Proposal: Handle websocket closure while performing initial handshake #70

yutotakano · 2021-06-12T08:37:26Z

Heya Karl, thanks as always for the simple yet amazing library. This proposal is to implement a design decision to handle websocket closures during the gateway handshake stage.

Proposal

While waiting for Opcode Hello and Opcode Dispatch "Ready", discord-haskell should handle websocket close codes properly, similar to how it is done in eventStream:
https://github.com/aquarial/discord-haskell/blob/7a33ecf756c6b404f7201e229a71bfdbd408e873/src/Discord/Internal/Gateway/EventLoop.hs#L175-L183

Existing Code

Currently, the library closes with ConnClosed on lines 74-76 (while waiting for Hello):
https://github.com/aquarial/discord-haskell/blob/7a33ecf756c6b404f7201e229a71bfdbd408e873/src/Discord/Internal/Gateway/EventLoop.hs#L74-L76
and on lines 67-69 (while waiting for Ready):
https://github.com/aquarial/discord-haskell/blob/7a33ecf756c6b404f7201e229a71bfdbd408e873/src/Discord/Internal/Gateway/EventLoop.hs#L67-L69
The library only properly filters and handle the close codes in eventStream, which is only called after Hello and Ready was received as expected.

Impact

Our bot experiences periodic disconnection from Discord (which itself is fine, since it reconnects), but once in a while, when a disconnection happens during the handshake phase, the bot goes down for good and never retries. Specifically, we get a 4000 Close Request "Unknown Error" as the Response to Identify. This is not a fatal error, and should reconnect (docs say 4000 is worth reconnecting). This proposal would fix it.
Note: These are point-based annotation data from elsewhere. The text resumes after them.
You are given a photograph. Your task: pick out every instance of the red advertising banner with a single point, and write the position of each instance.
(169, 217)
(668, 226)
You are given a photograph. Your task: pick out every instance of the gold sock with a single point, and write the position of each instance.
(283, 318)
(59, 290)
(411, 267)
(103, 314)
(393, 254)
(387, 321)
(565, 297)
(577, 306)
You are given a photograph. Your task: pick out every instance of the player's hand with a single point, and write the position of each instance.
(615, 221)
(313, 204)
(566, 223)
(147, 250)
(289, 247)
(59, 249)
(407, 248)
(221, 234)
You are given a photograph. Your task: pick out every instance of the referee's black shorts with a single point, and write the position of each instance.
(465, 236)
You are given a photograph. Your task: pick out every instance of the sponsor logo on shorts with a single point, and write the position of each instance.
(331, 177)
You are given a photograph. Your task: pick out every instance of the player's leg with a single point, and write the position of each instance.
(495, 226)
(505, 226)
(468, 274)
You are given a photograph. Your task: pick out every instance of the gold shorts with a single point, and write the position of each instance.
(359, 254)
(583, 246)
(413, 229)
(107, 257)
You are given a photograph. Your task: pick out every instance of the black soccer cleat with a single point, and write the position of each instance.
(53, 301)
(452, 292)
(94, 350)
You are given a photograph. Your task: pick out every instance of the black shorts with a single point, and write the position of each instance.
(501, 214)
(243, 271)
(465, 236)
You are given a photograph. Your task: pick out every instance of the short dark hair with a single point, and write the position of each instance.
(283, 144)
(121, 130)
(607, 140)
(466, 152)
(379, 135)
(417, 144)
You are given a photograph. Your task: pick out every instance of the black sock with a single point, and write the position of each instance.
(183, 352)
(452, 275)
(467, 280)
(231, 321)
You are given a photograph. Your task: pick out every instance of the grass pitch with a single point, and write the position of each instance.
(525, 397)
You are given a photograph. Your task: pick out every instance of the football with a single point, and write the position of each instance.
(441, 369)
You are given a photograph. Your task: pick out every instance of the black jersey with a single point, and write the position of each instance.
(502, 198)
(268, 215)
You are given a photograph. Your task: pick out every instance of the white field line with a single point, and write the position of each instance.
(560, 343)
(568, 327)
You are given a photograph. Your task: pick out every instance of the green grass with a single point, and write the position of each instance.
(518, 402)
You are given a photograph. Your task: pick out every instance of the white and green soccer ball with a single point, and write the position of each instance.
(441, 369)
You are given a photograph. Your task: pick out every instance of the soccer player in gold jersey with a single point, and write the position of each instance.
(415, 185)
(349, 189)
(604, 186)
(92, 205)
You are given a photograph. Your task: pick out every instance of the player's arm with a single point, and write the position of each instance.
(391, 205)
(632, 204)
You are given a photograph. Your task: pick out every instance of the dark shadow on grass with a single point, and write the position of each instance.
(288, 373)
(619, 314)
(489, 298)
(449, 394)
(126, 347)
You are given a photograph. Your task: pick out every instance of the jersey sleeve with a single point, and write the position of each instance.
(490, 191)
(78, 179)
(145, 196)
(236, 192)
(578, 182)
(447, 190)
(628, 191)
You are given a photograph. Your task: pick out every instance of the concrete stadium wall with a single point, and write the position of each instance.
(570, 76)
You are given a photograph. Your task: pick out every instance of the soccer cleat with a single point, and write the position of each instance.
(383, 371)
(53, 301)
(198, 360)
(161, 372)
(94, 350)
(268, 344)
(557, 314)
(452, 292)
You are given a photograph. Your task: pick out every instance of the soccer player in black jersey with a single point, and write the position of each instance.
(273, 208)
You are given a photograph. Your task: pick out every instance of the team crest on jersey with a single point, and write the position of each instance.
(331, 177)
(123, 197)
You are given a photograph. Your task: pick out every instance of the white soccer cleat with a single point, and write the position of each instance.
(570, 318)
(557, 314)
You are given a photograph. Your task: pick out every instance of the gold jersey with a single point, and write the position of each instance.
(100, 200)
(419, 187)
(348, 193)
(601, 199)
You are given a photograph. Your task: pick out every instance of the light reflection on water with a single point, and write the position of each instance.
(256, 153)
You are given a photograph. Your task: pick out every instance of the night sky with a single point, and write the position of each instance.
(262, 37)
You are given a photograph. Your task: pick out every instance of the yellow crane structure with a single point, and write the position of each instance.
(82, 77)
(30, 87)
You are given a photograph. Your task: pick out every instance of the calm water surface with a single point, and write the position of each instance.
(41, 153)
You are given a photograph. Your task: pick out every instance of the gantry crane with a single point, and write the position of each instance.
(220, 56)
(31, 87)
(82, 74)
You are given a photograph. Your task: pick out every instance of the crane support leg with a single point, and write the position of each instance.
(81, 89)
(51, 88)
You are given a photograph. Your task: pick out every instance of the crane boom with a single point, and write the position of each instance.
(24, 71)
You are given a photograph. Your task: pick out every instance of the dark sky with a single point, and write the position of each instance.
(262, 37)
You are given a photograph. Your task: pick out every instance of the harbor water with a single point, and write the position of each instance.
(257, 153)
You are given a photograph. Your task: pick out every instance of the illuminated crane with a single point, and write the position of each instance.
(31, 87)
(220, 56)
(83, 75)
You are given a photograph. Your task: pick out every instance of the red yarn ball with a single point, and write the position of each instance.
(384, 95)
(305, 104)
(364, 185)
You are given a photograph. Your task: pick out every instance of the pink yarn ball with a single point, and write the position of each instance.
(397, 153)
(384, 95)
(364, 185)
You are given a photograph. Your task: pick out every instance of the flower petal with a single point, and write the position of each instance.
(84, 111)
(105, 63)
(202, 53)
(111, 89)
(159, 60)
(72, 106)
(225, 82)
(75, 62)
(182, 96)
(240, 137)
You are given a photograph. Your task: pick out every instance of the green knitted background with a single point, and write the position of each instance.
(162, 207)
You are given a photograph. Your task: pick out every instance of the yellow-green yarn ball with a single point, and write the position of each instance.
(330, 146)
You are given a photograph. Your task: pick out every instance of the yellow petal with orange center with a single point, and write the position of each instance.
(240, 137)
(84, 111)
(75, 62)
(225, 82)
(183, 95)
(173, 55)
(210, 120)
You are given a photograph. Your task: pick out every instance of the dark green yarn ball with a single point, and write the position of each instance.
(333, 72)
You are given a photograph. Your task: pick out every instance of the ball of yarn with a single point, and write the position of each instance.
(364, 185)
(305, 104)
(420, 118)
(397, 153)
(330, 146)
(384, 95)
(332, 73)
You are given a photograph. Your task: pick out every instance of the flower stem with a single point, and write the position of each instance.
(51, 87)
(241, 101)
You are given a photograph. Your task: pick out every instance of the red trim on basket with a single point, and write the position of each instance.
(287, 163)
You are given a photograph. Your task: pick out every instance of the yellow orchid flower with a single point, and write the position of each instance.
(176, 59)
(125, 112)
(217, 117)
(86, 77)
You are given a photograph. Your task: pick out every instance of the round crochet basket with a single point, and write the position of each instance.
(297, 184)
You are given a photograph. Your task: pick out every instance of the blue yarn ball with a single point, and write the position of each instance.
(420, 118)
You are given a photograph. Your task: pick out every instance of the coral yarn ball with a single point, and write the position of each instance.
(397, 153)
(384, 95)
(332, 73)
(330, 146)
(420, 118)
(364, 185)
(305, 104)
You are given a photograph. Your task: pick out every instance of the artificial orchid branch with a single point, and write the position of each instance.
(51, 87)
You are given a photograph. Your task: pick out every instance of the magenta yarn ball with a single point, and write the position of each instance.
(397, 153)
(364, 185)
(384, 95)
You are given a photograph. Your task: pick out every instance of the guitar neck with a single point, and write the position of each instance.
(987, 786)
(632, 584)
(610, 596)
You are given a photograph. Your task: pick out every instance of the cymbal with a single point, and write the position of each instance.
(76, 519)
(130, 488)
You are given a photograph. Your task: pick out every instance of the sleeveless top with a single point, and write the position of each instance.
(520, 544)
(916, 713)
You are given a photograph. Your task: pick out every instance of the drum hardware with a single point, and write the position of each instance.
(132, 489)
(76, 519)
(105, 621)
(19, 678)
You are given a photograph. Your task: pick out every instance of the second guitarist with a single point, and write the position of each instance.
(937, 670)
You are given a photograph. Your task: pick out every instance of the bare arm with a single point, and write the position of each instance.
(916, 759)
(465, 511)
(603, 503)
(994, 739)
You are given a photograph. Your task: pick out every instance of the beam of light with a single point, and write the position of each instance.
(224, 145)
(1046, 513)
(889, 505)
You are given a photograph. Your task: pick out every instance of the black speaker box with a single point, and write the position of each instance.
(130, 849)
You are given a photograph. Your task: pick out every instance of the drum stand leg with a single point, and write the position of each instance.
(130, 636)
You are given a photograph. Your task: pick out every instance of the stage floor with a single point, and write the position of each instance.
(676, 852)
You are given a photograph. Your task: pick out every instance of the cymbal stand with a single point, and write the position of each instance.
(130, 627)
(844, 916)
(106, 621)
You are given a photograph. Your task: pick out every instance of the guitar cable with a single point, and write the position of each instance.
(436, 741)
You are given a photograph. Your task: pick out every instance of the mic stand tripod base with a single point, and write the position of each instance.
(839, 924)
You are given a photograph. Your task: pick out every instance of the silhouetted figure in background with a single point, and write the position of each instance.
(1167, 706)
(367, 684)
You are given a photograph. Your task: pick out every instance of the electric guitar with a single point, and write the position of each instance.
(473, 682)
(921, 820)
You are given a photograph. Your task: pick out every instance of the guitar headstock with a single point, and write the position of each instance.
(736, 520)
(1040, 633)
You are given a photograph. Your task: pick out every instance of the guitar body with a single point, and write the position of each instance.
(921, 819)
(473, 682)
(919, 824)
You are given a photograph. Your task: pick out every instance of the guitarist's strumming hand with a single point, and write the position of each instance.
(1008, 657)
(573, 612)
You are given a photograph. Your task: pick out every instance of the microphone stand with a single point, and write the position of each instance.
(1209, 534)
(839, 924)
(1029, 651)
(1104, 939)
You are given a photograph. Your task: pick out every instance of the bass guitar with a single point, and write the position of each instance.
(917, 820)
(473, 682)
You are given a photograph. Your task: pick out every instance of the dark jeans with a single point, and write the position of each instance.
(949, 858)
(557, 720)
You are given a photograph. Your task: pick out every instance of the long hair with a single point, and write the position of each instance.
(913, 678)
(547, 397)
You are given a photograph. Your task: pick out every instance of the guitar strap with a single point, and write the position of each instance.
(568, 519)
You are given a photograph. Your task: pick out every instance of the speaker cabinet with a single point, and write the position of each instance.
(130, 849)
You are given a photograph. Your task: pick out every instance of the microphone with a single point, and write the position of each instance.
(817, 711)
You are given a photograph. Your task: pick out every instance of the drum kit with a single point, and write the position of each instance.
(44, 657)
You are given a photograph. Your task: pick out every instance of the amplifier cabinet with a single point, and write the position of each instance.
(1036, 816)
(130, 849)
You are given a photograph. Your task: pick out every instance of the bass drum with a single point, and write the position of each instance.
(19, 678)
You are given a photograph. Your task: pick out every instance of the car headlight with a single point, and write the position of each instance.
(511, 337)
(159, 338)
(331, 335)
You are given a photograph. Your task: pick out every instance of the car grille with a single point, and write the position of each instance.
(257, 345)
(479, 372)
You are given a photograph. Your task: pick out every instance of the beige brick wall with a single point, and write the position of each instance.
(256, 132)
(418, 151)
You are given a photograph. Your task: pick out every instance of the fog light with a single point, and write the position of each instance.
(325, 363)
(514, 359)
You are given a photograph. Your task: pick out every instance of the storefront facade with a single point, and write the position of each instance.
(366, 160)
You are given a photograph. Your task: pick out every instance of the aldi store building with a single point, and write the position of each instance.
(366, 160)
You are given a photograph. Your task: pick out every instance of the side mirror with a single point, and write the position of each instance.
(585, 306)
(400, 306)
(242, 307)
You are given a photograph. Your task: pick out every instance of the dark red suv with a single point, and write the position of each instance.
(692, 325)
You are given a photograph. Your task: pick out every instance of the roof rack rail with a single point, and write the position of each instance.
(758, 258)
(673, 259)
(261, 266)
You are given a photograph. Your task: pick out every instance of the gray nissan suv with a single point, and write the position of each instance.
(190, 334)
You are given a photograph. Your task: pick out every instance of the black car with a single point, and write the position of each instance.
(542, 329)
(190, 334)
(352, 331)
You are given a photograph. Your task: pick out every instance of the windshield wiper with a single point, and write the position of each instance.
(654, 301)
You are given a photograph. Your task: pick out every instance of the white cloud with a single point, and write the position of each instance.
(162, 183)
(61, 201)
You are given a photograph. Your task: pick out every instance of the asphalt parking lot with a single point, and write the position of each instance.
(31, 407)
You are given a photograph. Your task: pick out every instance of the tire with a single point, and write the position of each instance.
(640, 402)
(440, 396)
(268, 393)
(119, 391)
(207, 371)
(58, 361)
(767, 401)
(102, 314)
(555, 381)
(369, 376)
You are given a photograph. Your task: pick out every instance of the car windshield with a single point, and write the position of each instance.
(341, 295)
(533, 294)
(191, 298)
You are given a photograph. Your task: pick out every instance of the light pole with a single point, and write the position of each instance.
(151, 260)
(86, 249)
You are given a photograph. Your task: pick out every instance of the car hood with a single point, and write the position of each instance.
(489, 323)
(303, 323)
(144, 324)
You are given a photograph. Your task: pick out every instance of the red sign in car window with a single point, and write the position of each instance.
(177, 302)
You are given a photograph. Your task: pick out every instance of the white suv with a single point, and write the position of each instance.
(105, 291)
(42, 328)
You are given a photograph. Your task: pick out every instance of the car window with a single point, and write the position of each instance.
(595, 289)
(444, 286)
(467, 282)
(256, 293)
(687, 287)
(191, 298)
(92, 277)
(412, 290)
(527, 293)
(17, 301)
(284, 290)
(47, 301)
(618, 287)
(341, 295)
A problem I might see is that the bot would keep rapidly retrying indefinitely if there is no internet connection (i think), resulting in perhaps high computation power, so a delay may be necessary.

Other libraries

discord.py
- Uses a single poll_event function everywhere to get everything from Hello, Heartbeat, Dispatch, etc. This function contains a try/catch, in which it handles close codes even during the Hello/Ready exchange, and reconnects as necessary: https://github.com/Rapptz/discord.py/blob/3b555737778f718a4106fdc87a47e0a097bab37c/discord/gateway.py#L571-L576
discord.js
- Upon opening a websocket, it immediately registers a .on("CLOSE") callback handler, that does the checking against a list of UNRESUMABLE_CLOSE_CODES, and resumes as necessary (which means even during Hello/Ready).
serenity (rust)
- Similar to python, uses a single handle_event function everywhere to get everything from Hello, Heartbeat, Dispatch, etc. If the websocket has closed, it calls handle_close_event which logs and checks as necessary, then reconnects (L474). This means it also properly reconnects upon an error during handshake.
discordgo
- Does not handle close codes during Hello/Ready/Identify (it returns err, which is caught in the defer func, and then just exits without reconnecting). It treats any and ALL connection errors there as a fatal error (similar to the current discord-haskell).

Overall, all major libraries reconnect as appropriate. The golang library was interesting, but either they may not have had reports on this (since they are not as major as py/js), or they made a conscious design decision not to reconnect.

The text was updated successfully, but these errors were encountered:

aquarial · 2021-06-13T06:03:38Z

Great idea, I appreciate the prior-art references too. Always detailed!

Also I like that you're using this library to run a bot. I started this library in 2018 trying to write a discord chat exporter, but discord.hs library was defunct. Reading through that code, it's filled with monad instances and complicated type stuff.

Very good proposal, having a busy day so I'll work on this tomorrow I think. Maybe extract a handleCloseRequest func.

Specifically, we get a 4000 Close Request "Unknown Error" as the Response to Identify. This is not a fatal error, and should reconnect (docs say 4000 is worth reconnecting)

the bot would keep rapidly retrying indefinitely if there is no internet connection, so a delay may be necessary

Nice narrow issue space. Retrying indefinably with a delay is a natural idea. I think the library shouldn't give up.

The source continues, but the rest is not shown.